Now for an example using canonical numeric strings with 20 digits with a mixture of 20, 19 and 18 significant digits. In this range of values Caché supports 19 digits of precision. We also have two non-canonical numeric strings which do not collate in numeric order but instead collate in character value order after all the canonical numeric strings have collated.

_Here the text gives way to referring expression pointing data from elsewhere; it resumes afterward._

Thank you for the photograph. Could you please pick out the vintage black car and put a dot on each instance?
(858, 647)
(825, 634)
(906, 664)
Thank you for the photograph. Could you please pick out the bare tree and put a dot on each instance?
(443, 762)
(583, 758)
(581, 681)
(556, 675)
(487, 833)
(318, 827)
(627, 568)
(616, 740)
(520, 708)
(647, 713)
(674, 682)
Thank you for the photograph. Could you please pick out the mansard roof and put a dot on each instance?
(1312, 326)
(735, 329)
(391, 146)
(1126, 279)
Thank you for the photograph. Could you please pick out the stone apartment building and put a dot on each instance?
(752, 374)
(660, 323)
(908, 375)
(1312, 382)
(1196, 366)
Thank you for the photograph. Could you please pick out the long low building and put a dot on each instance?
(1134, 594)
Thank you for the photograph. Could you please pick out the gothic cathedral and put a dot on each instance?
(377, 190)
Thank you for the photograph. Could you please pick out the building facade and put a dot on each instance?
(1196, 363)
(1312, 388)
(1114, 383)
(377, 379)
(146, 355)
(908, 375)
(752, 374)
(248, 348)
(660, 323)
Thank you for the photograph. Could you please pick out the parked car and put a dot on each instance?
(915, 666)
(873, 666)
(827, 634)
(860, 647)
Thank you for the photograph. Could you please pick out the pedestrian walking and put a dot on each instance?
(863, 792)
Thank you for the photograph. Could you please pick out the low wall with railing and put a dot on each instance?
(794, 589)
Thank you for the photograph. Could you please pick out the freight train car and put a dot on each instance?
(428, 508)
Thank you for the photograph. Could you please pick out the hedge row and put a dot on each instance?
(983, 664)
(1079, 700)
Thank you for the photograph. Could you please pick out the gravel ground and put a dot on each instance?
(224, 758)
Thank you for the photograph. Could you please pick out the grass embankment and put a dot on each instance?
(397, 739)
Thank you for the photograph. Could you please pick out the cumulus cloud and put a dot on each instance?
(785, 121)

USER>set ^a("09")="noncanonical index"
USER>set ^a("01234567890123456780")="noncanonical index"
USER>set ^a("12345678901234567800")="numeric index"
USER>set ^a("12345678901234567870")="numeric index"
USER>set ^a("12345678901234567874")="string index"
USER>set ^a("12345678901234567876")="string index"
USER>set ^a("12345678901234567880")="numeric index"
USER>set ^a("12345678901234567890")="numeric index"
USER>set ^a("12345678901234567900")="numeric index"
USER>zw ^a
^a(12345678901234567800)="numeric index"
^a(12345678901234567870)="numeric index"
^a("12345678901234567874")="string index"
^a("12345678901234567876")="string index"
^a(12345678901234567880)="numeric index"
^a(12345678901234567890)="numeric index"
^a(12345678901234567900)="numeric index"
^a("01234567890123456780")="noncanonical index"
^a("09")="noncanonical index"

Note that strings containing canonical numbers with 20 significant digits (i.e., "12345678901234567874" and "12345678901234567876") have quotes around them because Caché cannot convert them to numeric format without rounding the low order significant digit into a zero digit. Note also that strings containing non-canonical numeric representation (i.e., "01234567890123456780" and "09") appear last with quotes around the subscript values because these string indices collate as string values. If you do arithmetic on the 20 digit canonical arithmetic strings (e.g., +"12345678901234567874" and +"12345678901234567876") then they will be treated as having the value of nearest decimal number with 19 significant digits (i.e., values 12345678901234567870 and 12345678901234567880 respectively.)

Note: given two canonical numeric strings then the COS "sorts after" operator, ]], returns 1 if the first canonical numeric string operand is greater-than than the second canonical numeric string operand. (I.e., the "]]"-operator returns 1 if the first string operand collates after the second string operand.) This greater-than collation when applied to canonical numeric strings is correctly computed regardless of the number of significant digits in the canonical numeric strings. However, using the COS numeric "greater-than" operator, >, will first convert the operands to numeric representation with only 18.96 digits of precision before doing the numeric comparison.

Examples:
USER>write "12345678901234567874" ]] "12345678901234567870"
1
USER>write "12345678901234567874" > "12345678901234567870"
0
The second write statement returns 0 because the numeric ">" operator rounds it first operand to 19 significant digits which will compare equal-to the numeric value 12345678901234567870.

Summary: When it comes to collating canonical numeric strings, the number of significant digits supported is limited only by the string length. When it comes to doing decimal arithmetic in Caché, the computational results are rounded so they have less than 19 decimal digits of precision.